Kroger, the United States’ leading pure-play grocer, is trying out a new self-service option at 20 stores in the Cincinnati, Ohio, area.
The company has added belted self-checkout, which functions essentially like a cashier-manned checkout lane, except that the consumer operates the technology, Cincinnati ABC affiliate WCPO reported.
The outlet noted that, with smaller-format self-service kiosks, the grocer found that consumers often struggled with a lack of space, even dropping damageable items. The stores also offer an attended checkout option for those where a shopper cannot or does not want to use these self-service lanes.
“Kroger is always looking for new ways to reinvent the checkout experience for its customers,” Jenifer Moore, corporate affairs manager for Kroger’s Cincinnati-Dayton division, said in a statement quoted by WLWT5. “[We recently] launched belted self-checkout lanes in over 40 stores in the Cincinnati/Dayton division.”
Kroger has been exploring a range of self-service options in recent years. In 2021, for example, the company began testing “KroGo” smart carts, created in partnership with Instacart-owned technology company Caper AI.
Also last year, the company pilot tested a self-service-only store in Dallas, Texas.
The news comes as many retailers look into forms of self-service that remove friction from the self-service process even more.

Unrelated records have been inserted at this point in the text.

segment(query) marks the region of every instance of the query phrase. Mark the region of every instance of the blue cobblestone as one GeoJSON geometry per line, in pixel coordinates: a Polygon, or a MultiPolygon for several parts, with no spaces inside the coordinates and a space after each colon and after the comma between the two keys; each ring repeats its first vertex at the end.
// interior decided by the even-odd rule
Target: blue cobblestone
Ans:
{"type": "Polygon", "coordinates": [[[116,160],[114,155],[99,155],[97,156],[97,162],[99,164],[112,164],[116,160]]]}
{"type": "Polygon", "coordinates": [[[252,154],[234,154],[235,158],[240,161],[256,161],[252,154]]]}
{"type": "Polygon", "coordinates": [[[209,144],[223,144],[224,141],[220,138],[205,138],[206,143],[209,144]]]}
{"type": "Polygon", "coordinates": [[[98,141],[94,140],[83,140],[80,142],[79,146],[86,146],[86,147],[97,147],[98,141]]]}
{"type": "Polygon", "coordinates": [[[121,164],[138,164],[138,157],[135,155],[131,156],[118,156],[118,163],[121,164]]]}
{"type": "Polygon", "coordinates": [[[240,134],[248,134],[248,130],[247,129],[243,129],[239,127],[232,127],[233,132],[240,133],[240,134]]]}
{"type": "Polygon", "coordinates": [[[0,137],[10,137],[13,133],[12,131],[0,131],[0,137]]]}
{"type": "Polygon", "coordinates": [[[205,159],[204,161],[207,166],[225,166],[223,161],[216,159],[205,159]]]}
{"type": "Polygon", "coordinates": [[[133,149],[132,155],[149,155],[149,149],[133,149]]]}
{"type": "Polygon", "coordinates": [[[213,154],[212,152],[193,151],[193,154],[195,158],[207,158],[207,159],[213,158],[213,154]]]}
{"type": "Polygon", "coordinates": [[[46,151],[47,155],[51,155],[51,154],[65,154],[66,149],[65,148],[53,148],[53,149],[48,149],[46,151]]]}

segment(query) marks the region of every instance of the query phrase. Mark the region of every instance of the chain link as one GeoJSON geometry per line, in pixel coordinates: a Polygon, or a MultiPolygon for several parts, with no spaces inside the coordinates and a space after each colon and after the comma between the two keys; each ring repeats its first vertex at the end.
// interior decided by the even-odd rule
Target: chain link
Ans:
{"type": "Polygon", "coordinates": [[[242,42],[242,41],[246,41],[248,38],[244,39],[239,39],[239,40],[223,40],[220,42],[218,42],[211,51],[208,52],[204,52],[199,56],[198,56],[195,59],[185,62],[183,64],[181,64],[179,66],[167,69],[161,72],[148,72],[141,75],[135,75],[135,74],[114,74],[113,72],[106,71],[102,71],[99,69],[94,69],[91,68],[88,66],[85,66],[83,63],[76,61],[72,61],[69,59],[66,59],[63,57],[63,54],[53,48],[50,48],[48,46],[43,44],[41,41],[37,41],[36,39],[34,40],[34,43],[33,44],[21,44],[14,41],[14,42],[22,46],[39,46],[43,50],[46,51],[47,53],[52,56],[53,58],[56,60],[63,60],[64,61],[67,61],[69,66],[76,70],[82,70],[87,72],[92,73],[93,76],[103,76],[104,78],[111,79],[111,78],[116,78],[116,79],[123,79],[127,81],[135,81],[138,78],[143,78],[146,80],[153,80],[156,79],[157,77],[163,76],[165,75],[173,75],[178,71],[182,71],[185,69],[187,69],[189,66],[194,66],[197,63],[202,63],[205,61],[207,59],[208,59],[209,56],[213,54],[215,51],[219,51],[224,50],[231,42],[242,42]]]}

Take, for instance, checkout methods in the style of Amazon’s “Just Walk Out” technology, whereby consumers scan their payment method as they enter, pick items up off the shelves, and leave the store, having the items automatically charged to their accounts.
For example, Rewe, a major German grocery chain, which operates around 6,000 stores in its home country and 3,500 in other markets, announced earlier this summer that it is implementing autonomous checkout in partnership with Israel-based computer vision company Trigo.
Plus, convenience chain QuikTrip, which has more than 900 stores in 15 states, announced Monday (Aug. 15) that it is implementing Just Walk Out technology at a location in Tulsa.
Research from PYMNTS’ September 2021 study “Today’s Self-Service Shopping Journey: The New Retail Expectation,” created in collaboration with Toshiba, which surveyed more than 2,000 U.S. adults about their checkout behaviors, showed that the No. 1 reason consumers opt for self-checkout is that they are looking for a quicker purchasing experience, and the second most popular reason is that they do not want to wait in line.
However, self-service is not always faster than its traditional checkout counterparts. The same survey found that 35% of grocery shoppers who use traditional checkout do so because they believe it takes less time than self-checkout alternatives. Meanwhile, the most common reason shoppers gave for using traditional checkout at the grocery store is that they are accustomed to it.